Lacto-Fermented Wild Garlic Kimchi
To me, nothing says spring like wild garlic. We spend about 6 weeks every year eating it in some form or another - pesto, in salads, on pasta, with nettles, in soup. We eat so much that vampires would keep a wide berth. I have been planting a few bulbs every year in a shady corner of the garden, dreaming of the day it takes over. For now though, I tend to pull over as soon as I see it and fill every bag I can find with the leaves so that I can use it with abandon.
Wild Garlic and Kimchi are two of my favourite things and this recipe does not disappoint. I may have eaten it for every meal since it was finished!!
500g Wild Garlic Leaves
1 small Mooli (Daikon Radish)
2 small carrots
2 Tablespoons of Salt
1x 5cm chunk of ginger
1 teaspoon of chilli flakes
Using a mandolin or a veg peeler, finely chop your radish and carrots. I use an attachment on my food processor.
Place them in a bowl and sprinkle the salt over them.
In the food processor, blend the onion and the ginger until they are very finely chopped.
Add the onion and ginger paste to the carrot and radishes. Add the wild garlic and chilli powder.
Using your hands, mix the vegetables thoroughly, squeezing the mix to release some of the juices as you go.
Pack the mix into a clean jar, packing it in tightly as you go. Juice should release and cover the veg.
When you have the whole mix in your jar, weigh it down with a fermentation weight or a cabbage leaf.
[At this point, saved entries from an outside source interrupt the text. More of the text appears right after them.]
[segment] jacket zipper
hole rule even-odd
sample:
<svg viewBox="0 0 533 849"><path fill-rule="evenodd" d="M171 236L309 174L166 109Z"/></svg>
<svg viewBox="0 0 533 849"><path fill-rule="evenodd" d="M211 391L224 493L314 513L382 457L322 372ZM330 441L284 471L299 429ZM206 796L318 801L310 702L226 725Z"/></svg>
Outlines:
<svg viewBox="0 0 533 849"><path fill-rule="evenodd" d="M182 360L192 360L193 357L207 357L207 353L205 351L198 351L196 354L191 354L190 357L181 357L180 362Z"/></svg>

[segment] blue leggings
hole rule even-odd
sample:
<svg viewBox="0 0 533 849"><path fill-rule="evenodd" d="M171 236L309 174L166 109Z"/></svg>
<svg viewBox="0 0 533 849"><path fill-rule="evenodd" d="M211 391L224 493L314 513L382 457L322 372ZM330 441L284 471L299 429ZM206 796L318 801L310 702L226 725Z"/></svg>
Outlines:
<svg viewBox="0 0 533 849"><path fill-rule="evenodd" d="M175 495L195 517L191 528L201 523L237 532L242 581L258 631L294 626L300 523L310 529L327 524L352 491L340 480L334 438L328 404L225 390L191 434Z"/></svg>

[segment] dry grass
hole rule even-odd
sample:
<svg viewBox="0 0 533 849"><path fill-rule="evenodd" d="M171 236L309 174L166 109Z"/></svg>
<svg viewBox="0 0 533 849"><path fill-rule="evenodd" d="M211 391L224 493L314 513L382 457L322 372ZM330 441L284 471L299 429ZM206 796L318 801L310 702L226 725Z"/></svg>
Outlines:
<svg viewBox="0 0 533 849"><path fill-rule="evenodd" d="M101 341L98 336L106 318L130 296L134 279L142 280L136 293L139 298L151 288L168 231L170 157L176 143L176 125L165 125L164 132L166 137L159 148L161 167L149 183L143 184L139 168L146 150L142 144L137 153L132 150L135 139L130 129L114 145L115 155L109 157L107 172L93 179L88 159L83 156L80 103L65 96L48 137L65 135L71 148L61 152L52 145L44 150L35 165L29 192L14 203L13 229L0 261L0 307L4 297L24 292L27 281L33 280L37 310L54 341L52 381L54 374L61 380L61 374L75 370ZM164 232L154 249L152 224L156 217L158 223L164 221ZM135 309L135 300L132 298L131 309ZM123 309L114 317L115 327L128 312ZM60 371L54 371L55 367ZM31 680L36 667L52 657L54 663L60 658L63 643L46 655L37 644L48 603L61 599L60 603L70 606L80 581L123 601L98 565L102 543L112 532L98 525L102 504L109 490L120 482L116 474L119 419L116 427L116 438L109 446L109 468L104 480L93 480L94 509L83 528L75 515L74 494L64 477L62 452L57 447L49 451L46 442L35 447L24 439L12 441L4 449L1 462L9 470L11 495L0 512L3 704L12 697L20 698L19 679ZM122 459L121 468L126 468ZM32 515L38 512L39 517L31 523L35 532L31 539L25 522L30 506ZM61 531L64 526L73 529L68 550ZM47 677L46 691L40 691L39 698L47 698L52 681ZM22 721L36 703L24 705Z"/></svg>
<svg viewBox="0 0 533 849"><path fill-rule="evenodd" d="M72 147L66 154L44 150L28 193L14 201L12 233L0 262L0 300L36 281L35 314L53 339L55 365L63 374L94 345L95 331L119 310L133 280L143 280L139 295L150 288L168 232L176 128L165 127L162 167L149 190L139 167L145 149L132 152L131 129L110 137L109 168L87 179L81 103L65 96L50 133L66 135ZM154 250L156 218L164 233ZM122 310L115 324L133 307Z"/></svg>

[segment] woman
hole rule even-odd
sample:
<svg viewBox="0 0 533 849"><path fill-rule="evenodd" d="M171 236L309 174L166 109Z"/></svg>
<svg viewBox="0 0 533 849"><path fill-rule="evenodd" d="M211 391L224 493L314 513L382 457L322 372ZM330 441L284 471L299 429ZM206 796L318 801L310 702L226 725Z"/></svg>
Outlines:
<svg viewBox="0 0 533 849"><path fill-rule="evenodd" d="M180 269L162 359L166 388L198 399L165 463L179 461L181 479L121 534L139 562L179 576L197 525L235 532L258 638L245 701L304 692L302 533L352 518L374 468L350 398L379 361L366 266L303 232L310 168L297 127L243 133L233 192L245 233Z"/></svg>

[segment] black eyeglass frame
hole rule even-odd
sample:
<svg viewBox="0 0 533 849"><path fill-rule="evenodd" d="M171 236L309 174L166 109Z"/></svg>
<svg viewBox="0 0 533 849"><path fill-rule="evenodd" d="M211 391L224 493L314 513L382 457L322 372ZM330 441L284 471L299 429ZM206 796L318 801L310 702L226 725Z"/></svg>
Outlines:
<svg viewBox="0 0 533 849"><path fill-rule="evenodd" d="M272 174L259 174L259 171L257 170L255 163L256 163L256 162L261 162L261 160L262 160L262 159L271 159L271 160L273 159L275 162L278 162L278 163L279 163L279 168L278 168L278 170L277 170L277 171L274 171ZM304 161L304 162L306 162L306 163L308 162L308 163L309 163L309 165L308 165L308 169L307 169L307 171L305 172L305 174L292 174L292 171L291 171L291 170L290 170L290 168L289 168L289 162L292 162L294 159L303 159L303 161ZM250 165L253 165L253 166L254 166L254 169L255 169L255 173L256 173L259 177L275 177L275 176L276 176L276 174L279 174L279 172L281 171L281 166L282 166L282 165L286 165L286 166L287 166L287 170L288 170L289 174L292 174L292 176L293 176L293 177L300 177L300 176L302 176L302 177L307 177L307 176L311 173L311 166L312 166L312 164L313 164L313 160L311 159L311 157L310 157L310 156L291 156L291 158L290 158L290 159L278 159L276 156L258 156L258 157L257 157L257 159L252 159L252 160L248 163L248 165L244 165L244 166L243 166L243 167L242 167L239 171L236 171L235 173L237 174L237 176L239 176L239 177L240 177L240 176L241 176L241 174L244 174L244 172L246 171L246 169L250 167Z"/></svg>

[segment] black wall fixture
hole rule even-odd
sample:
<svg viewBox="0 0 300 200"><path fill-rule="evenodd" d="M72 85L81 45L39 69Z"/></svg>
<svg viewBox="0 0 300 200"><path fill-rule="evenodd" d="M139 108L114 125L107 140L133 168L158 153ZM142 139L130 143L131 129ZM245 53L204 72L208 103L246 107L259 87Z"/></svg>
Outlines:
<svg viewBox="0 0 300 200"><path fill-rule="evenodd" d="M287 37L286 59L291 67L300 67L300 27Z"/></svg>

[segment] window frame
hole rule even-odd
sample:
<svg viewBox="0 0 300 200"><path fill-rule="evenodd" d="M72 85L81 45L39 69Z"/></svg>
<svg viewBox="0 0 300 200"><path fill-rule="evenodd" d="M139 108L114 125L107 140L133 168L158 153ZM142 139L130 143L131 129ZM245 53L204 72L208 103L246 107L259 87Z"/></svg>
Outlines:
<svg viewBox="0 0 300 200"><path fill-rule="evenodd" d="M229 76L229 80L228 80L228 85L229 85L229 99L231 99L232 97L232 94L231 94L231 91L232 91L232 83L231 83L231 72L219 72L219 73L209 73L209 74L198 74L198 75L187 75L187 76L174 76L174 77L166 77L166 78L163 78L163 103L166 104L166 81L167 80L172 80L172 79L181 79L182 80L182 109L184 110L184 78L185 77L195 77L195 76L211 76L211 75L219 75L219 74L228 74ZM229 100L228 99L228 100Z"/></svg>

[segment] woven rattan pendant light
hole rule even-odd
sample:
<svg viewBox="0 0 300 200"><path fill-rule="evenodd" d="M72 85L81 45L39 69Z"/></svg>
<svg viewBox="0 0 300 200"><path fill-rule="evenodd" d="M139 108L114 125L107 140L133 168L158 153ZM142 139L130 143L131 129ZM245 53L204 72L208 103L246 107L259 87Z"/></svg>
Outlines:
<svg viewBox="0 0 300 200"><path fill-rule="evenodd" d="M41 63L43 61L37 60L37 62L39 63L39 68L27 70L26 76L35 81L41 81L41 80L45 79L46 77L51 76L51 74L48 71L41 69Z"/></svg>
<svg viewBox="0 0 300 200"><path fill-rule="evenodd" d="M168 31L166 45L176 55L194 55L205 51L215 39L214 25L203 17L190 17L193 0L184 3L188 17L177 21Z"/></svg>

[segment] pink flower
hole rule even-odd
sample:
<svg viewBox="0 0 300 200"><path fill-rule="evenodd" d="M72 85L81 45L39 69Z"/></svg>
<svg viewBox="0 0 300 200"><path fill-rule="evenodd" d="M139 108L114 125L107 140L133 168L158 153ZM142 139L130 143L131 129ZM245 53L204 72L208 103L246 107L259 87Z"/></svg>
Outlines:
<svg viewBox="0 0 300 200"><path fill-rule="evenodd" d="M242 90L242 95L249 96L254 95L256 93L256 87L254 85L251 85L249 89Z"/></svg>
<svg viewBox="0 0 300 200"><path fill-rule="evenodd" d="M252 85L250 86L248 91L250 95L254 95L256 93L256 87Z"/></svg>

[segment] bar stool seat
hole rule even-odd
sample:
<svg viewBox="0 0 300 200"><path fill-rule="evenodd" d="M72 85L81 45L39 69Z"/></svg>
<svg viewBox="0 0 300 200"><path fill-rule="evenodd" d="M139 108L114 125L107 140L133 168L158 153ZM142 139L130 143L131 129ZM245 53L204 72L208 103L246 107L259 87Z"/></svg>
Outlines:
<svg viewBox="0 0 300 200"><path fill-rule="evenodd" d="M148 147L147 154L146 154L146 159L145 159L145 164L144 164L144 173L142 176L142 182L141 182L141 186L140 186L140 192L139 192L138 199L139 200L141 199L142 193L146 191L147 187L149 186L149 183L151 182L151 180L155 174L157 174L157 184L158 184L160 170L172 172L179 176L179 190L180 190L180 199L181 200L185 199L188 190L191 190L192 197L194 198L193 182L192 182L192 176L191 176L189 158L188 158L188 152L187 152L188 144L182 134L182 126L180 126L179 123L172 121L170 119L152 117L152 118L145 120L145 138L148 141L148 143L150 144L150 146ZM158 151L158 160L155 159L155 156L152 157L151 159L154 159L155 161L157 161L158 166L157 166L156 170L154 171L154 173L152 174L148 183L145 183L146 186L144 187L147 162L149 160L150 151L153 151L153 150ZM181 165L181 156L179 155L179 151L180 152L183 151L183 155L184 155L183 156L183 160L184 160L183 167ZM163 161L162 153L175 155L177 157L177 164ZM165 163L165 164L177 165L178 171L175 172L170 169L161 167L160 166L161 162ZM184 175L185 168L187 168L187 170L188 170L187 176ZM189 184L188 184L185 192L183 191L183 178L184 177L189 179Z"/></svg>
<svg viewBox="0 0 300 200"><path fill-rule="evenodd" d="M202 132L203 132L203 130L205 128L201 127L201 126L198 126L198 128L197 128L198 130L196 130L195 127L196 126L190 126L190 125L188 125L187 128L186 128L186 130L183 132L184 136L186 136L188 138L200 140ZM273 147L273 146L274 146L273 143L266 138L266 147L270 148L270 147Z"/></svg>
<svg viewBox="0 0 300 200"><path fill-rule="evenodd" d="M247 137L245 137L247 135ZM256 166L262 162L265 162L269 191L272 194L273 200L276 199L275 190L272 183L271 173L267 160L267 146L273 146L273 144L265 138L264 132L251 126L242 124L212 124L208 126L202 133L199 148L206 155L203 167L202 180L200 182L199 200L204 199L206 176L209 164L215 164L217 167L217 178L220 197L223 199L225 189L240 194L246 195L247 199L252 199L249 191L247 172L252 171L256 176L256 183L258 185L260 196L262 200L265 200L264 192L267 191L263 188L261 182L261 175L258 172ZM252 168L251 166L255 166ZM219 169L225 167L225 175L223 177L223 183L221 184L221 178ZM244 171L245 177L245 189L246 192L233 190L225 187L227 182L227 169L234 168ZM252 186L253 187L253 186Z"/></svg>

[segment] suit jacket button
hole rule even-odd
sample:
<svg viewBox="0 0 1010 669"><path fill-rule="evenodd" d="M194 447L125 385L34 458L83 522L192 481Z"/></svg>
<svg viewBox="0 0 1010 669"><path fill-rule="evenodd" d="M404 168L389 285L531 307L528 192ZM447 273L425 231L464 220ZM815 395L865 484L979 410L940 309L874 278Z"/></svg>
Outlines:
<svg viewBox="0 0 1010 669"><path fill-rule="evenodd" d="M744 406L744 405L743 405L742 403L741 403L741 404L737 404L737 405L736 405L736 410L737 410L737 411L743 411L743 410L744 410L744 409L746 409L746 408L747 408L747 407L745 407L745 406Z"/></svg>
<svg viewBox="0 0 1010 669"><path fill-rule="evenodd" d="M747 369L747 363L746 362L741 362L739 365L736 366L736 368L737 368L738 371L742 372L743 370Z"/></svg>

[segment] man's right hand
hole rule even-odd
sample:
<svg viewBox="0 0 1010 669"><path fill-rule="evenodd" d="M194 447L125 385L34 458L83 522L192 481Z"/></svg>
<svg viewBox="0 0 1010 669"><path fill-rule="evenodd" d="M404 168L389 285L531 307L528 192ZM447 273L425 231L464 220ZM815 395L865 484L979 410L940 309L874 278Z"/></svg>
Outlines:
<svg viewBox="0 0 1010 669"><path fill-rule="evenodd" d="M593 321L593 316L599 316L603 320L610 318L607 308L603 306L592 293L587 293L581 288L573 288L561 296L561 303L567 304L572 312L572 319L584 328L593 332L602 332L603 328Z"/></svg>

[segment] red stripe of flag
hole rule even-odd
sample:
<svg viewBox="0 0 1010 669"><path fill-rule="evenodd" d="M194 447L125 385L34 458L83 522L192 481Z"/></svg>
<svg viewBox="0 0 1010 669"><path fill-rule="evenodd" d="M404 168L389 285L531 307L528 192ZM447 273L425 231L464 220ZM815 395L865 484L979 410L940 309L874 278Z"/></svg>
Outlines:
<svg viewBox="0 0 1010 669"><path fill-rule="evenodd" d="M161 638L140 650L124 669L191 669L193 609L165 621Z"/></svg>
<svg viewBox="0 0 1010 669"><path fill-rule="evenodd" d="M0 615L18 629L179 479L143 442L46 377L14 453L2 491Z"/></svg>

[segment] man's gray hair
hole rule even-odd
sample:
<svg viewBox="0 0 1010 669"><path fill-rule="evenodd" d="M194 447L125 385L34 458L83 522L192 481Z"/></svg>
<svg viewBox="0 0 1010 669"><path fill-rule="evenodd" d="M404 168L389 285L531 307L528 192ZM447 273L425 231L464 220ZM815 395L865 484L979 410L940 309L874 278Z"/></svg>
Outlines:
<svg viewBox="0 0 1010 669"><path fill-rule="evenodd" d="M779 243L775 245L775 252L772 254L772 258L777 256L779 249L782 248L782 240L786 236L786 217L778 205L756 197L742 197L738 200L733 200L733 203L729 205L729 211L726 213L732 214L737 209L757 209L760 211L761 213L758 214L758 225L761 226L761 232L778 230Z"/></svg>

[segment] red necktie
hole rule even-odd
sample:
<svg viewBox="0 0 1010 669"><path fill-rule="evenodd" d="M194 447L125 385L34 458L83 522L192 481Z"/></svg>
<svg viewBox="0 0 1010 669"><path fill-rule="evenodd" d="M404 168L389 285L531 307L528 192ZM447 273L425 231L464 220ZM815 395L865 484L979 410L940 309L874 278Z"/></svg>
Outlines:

You want to be sure your vegetables are not exposed to the air as this is where mould can form.
Cover loosely with a lid. I like to use a kilner jar with the rubber seal removed. If the lid is tight, you will need to “burp” your jars every day.
Let ferment for about 5 days on the counter and then do a taste test. Once it has fermented to taste, store in the refrigerator.